Tras haber cerrado la puerta mi jefe, me senté en la silla que tenía un aspecto de lo más apetecible. Encogí las piernas y giré, dejándome llevar como si fuera una niña. Paré en seco para observar las vistas tan impresionantes de las que podría disfrutar a partir de aquel viernes 12 de marzo. El hotel se situaba a las afueras de la ciudad, alejado del escándalo céntrico. Con sus más treinta plantas se podían divisar paisajes idílicos desde los puntos más altos del edificio; en este caso, los áticos.
Encendí el ordenador que había sobre mi escritorio para empezar poniendo orden en la web. Con un par de programas creé unas imágenes de promoción y puse algo de color en la página para llamar la atención de los visitantes. Tuve que diseñar un menú que permitiera acceder a las distintas secciones de forma más práctica y le mandé todo por email a Andrés. Dado su visto bueno, añadí todo al portal dando por finalizada mi jornada.
Salí del hotel antes de lo previsto y me acerqué al super a comprar algo para comer y a continuación, directa a casa.
Tumbada en el sofá todo lo larga que era, pensaba en voz alta: «¿Cómo sería mi nuevo compañero?» Sentía curiosidad. Sólo esperaba que no fuera un engreído.
A la mañana siguiente, llegué al hotel unos minutos antes de mi hora para compensar el retraso del día anterior. Allí estaba Marina, recepcionista y, quisiera o no, mi compañera de trabajo. Pasé por su lado mostrando la mejor de mis sonrisas y estaba, cómo no, con sus gafas de pasta gruesa a media nariz y limándose las uñas con brío. Ni se inmutó a mi paso.

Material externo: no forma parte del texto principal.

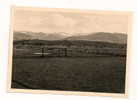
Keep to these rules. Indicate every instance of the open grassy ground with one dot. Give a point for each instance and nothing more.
(95, 74)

Abrí la oficina pensando que sería yo la primera en llegar y, para mi sorpresa, me equivocaba. Un muchacho de pelo negro como el azabache ocupaba mi silla giratoria. Asomé la cabeza por la puerta y dije enérgicamente:
—¡Buenos días!
—¡Vaya!, tú debes ser Adriana, ¿verdad?
—La misma. Encantada —respondí hipnotizada.
Cuando quise darme cuenta venía a saludarme. Y yo, allí, petrificada en la puerta. Estuve explicándole durante gran parte de la mañana todo lo que había hecho en la web la mañana anterior y revisamos juntos los emails que Andrés nos había enviado para continuar trabajando.
Durante toda la mañana, Ángel, estuvo atento a cada tarea que le mandaba hacer. Se encargó de organizar un par de eventos e, incluso, ordenó alfabéticamente las fichas de los clientes. Por suerte, pronto llegaba la hora de partir. Había sido intenso el día, no tomamos ni el descanso a media mañana.
Cuando no se daba cuenta, le miraba de reojo, le estudiaba. Me parecía un muchacho reservado. No apartaba la vista de su tarea hasta que no la había terminado. Además, era muy perfeccionista y tenía una paciencia digna de admirar. Si algo no le salía correctamente, chistaba y volvía a intentarlo.
Mientras apagaba su ordenador me preguntó:
—¿Cómo se presenta tu tarde de sábado?
—¿Perdón? —reaccioné a los pocos segundos.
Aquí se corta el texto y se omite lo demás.